Hi Chris,
Thanks for your suggestion! I have decided to change all pandas operations and calculation to numpy but still i faced some problems. Here are the old code:
xxdat['ad'] = (xxdat['pde_norm'].values) * (lam[xxdat['chnl_cd'].values-1]**(xxdat['gap_nrx_promo'].values))
yydat = xxdat.groupby(['spcl_st_cd','nrx_wk', 'chnl_cd', 'nrx_norm'], as_index= False).agg({'ad':test_sum})
and for the first row, the problem is that lam
is a symbolic tensor, so even though we have for example 100 rows, after the multiplication it will still result in only one value: Elemwise{mul,no_inplace}.0
. But behind the scene it has the shape (100,1)
. So I decided to do this calculation row by row with below code and also create groupby function using unique
:
basic_model = pm.Model()
with basic_model:
### prior for unknown parameters
# prior for lambda
BoundedNormal_lam = pm.Bound(pm.Normal, lower=lam_lbd, upper=lam_ubd)
lam = BoundedNormal_lam('lam', mu=lam_mean, sd=lam_sd, shape = 8)
# prior for gamma
BoundedNormal_gamma = pm.Bound(pm.Normal, lower=0.2, upper=0.8)
gamma = BoundedNormal_gamma('gamma', mu=0.5, sd=0.1)
# prior for beta
BoundedNormal_beta = pm.Bound(pm.Normal, lower=b_lbd, upper=b_ubd)
beta = BoundedNormal_beta('beta', mu=b_mean, sd=b_sd, shape = 8)
# prior for v
v = pm.Uniform('v', lower = 1e-2, upper =1e2)
# decayed promotion: pde * lam_j^{t-l}
ad = np.apply_along_axis(caclculate_ad, 1, xxdat_matrix)
xxdat_matrix = np.append(xxdat_matrix,ad.reshape(-1,1),axis = 1)
yydat_matrix = np.empty((len(GroupId1), 5), dtype = 'object')
for index, group in enumerate(GroupId1):
sub_group = xxdat_matrix[GroupId1 == group]
sum_ad = tt.sum(sub_group[:,-1].tolist())
sum_ad_gammma = sum_ad**gamma
yydat_matrix[index,:] = np.append(sub_group[:,[0,1,2,3]][0].reshape(1,-1), np.array([sum_ad_gammma]).reshape(1,-1), axis = 1)

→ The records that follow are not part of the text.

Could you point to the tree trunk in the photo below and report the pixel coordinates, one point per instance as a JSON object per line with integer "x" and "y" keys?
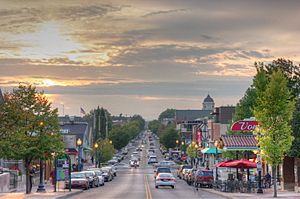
{"x": 274, "y": 180}
{"x": 27, "y": 178}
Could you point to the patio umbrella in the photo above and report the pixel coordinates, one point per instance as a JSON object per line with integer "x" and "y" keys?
{"x": 223, "y": 164}
{"x": 242, "y": 163}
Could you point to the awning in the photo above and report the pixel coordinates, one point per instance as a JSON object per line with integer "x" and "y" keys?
{"x": 87, "y": 149}
{"x": 210, "y": 151}
{"x": 239, "y": 142}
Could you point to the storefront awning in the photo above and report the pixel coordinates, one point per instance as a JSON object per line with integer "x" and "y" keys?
{"x": 210, "y": 151}
{"x": 239, "y": 142}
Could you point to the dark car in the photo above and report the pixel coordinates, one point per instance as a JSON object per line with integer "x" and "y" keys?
{"x": 78, "y": 180}
{"x": 92, "y": 178}
{"x": 204, "y": 178}
{"x": 152, "y": 160}
{"x": 107, "y": 174}
{"x": 161, "y": 170}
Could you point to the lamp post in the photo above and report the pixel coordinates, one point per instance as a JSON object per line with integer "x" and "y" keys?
{"x": 79, "y": 143}
{"x": 259, "y": 164}
{"x": 216, "y": 159}
{"x": 96, "y": 153}
{"x": 41, "y": 187}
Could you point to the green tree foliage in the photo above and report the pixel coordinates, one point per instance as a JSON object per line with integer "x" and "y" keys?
{"x": 121, "y": 135}
{"x": 105, "y": 151}
{"x": 274, "y": 111}
{"x": 140, "y": 120}
{"x": 154, "y": 126}
{"x": 169, "y": 136}
{"x": 29, "y": 128}
{"x": 169, "y": 113}
{"x": 101, "y": 119}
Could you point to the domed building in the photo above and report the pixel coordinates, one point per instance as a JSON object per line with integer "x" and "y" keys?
{"x": 208, "y": 103}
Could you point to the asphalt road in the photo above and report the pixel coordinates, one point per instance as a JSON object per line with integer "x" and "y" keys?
{"x": 139, "y": 184}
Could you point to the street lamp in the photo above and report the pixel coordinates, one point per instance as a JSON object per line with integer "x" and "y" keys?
{"x": 96, "y": 153}
{"x": 216, "y": 157}
{"x": 259, "y": 165}
{"x": 41, "y": 187}
{"x": 79, "y": 143}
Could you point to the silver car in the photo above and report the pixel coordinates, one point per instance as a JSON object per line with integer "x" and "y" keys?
{"x": 165, "y": 179}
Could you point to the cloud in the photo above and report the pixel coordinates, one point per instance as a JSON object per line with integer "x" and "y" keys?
{"x": 163, "y": 12}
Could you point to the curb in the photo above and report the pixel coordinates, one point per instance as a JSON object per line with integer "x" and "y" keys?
{"x": 219, "y": 193}
{"x": 69, "y": 195}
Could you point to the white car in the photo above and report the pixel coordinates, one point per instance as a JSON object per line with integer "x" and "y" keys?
{"x": 165, "y": 179}
{"x": 132, "y": 162}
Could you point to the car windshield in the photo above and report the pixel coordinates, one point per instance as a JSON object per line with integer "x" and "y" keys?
{"x": 77, "y": 175}
{"x": 106, "y": 170}
{"x": 165, "y": 175}
{"x": 89, "y": 174}
{"x": 207, "y": 173}
{"x": 187, "y": 167}
{"x": 163, "y": 170}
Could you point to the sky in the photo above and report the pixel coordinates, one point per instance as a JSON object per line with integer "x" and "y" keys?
{"x": 142, "y": 56}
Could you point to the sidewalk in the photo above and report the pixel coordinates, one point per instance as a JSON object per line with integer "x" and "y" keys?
{"x": 49, "y": 193}
{"x": 267, "y": 194}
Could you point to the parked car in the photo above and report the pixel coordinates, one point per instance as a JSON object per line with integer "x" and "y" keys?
{"x": 161, "y": 170}
{"x": 92, "y": 178}
{"x": 99, "y": 175}
{"x": 113, "y": 170}
{"x": 121, "y": 166}
{"x": 112, "y": 162}
{"x": 204, "y": 178}
{"x": 107, "y": 174}
{"x": 165, "y": 179}
{"x": 180, "y": 170}
{"x": 78, "y": 180}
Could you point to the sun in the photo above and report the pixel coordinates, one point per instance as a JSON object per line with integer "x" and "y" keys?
{"x": 48, "y": 82}
{"x": 47, "y": 41}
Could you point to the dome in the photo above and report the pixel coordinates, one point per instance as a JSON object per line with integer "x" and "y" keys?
{"x": 208, "y": 99}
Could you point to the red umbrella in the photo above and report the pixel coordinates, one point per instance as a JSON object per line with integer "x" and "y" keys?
{"x": 242, "y": 163}
{"x": 223, "y": 164}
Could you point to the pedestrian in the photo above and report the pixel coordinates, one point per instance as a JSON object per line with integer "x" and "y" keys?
{"x": 52, "y": 176}
{"x": 31, "y": 175}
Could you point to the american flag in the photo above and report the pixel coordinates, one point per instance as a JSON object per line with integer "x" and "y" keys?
{"x": 82, "y": 111}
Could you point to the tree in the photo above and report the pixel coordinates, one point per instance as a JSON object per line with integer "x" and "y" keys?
{"x": 274, "y": 111}
{"x": 154, "y": 126}
{"x": 29, "y": 128}
{"x": 140, "y": 120}
{"x": 106, "y": 151}
{"x": 169, "y": 113}
{"x": 169, "y": 136}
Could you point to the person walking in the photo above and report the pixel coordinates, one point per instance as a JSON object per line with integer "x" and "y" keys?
{"x": 31, "y": 175}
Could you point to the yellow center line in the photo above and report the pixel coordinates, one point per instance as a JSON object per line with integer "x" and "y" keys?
{"x": 150, "y": 194}
{"x": 146, "y": 187}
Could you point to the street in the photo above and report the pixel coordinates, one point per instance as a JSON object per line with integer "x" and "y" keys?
{"x": 138, "y": 183}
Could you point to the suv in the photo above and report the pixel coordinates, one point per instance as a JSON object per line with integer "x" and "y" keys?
{"x": 204, "y": 178}
{"x": 161, "y": 170}
{"x": 181, "y": 168}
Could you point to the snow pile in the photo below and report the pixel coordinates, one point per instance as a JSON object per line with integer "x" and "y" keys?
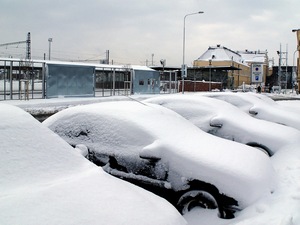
{"x": 45, "y": 181}
{"x": 216, "y": 117}
{"x": 259, "y": 107}
{"x": 111, "y": 127}
{"x": 282, "y": 207}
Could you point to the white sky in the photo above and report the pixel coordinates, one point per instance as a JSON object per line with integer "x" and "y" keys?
{"x": 133, "y": 30}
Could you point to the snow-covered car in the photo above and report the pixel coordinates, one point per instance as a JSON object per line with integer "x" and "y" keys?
{"x": 43, "y": 180}
{"x": 224, "y": 120}
{"x": 259, "y": 107}
{"x": 157, "y": 149}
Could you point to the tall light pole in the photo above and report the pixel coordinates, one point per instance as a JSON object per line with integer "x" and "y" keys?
{"x": 50, "y": 40}
{"x": 184, "y": 67}
{"x": 298, "y": 61}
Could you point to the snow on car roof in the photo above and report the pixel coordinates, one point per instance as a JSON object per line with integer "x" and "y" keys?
{"x": 43, "y": 180}
{"x": 234, "y": 168}
{"x": 203, "y": 111}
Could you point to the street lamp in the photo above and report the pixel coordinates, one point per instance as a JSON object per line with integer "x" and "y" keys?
{"x": 298, "y": 49}
{"x": 50, "y": 40}
{"x": 184, "y": 67}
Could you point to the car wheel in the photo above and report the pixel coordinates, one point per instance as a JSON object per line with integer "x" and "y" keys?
{"x": 261, "y": 147}
{"x": 196, "y": 198}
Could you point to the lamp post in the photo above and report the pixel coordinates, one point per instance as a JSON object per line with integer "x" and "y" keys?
{"x": 50, "y": 40}
{"x": 184, "y": 67}
{"x": 294, "y": 76}
{"x": 298, "y": 49}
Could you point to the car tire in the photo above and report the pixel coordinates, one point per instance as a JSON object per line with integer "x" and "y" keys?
{"x": 196, "y": 198}
{"x": 207, "y": 196}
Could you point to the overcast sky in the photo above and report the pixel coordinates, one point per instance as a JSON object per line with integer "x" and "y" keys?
{"x": 134, "y": 30}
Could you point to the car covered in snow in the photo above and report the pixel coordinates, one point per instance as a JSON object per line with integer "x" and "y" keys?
{"x": 224, "y": 120}
{"x": 159, "y": 150}
{"x": 259, "y": 106}
{"x": 43, "y": 180}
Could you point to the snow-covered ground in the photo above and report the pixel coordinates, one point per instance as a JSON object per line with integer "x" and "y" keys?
{"x": 282, "y": 207}
{"x": 43, "y": 180}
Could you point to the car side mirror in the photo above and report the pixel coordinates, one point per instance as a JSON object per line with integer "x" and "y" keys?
{"x": 216, "y": 122}
{"x": 253, "y": 111}
{"x": 150, "y": 158}
{"x": 152, "y": 152}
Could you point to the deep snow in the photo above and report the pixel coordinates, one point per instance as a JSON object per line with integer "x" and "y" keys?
{"x": 43, "y": 180}
{"x": 282, "y": 207}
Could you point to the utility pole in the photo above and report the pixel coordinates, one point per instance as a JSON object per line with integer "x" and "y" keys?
{"x": 27, "y": 42}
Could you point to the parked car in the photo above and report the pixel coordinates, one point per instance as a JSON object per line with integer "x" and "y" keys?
{"x": 259, "y": 108}
{"x": 43, "y": 181}
{"x": 224, "y": 120}
{"x": 157, "y": 149}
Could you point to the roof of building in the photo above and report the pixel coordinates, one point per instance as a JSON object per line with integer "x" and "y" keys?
{"x": 221, "y": 53}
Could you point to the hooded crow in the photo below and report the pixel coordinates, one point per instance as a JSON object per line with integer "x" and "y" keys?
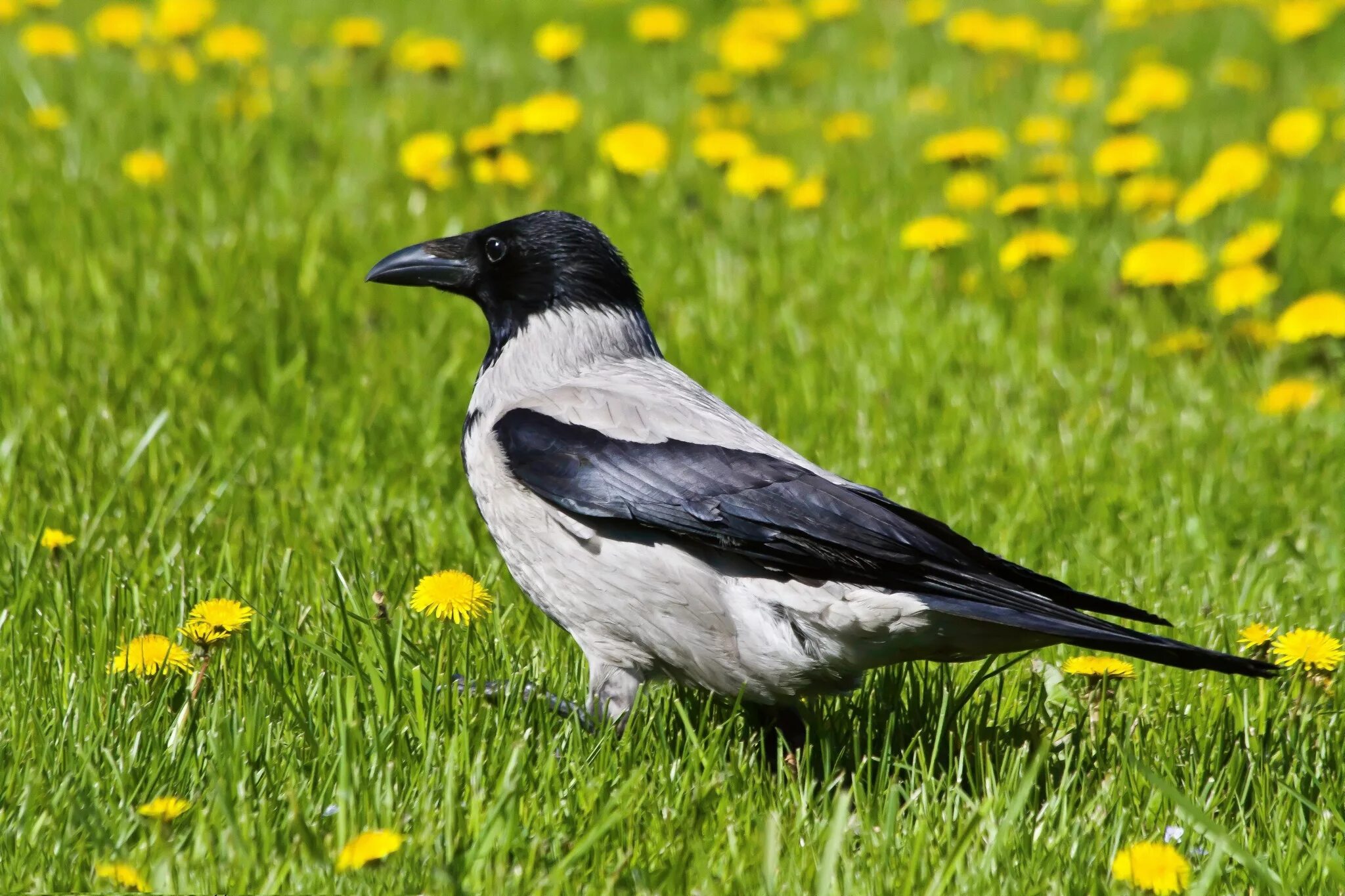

bx = np.apply_along_axis(calculate_bx, 1, yydat_matrix)
mu = tt.mean(bx.tolist())
### likelihood (sampling distribution) of observations
Y_obs = pm.Normal('Y_obs', mu=mu, sd = v, observed = yydat_matrix[:,2])
where some pre-calculated staff and functions are as below:
### Transfer pandas data frame into numpy matrix
xxdat_matrix = xxdat.values
### Get the group ID
GroupId1 = np.unique(xxdat_matrix[:,[0,1,2,3]], axis = 0, return_inverse=True)[1]
def caclculate_ad(x):
'''x is a numpy array contains all the basic information'''
pde_norm = x[5]
channel = int(x[3])-1
return pde_norm*((lam[channel])**(x[6]))
def calculate_bx(x):
'''x is a numpy array contains ad_sum_r information'''
channel = int(x[3])-1
ad_sum_r = x[4]
return beta[channel]*ad_sum_r
Now within pymc3.basic_model
context it is working fine. But the issues is, when i try to sample from it, lets say using find_MAP
, i got this error:
Exception: ('The following error happened while compiling the node', Elemwise{Composite{(Switch(Cast{int8}((GE(i0, i1) * LE(i0, i2))), (i3 * i4 * (i5 - i4) * (i6 + i7)), i8) + (i9 * (Switch(EQ(i10, i8), i8, (i11 * log(i10) * i12)) + Switch(EQ(i13, i8), i8, (i14 * log(i13) * i15))
It is a very long error and not intuitive at all to me… any idea on this?
Thanks so much for your time!
Best,
Fan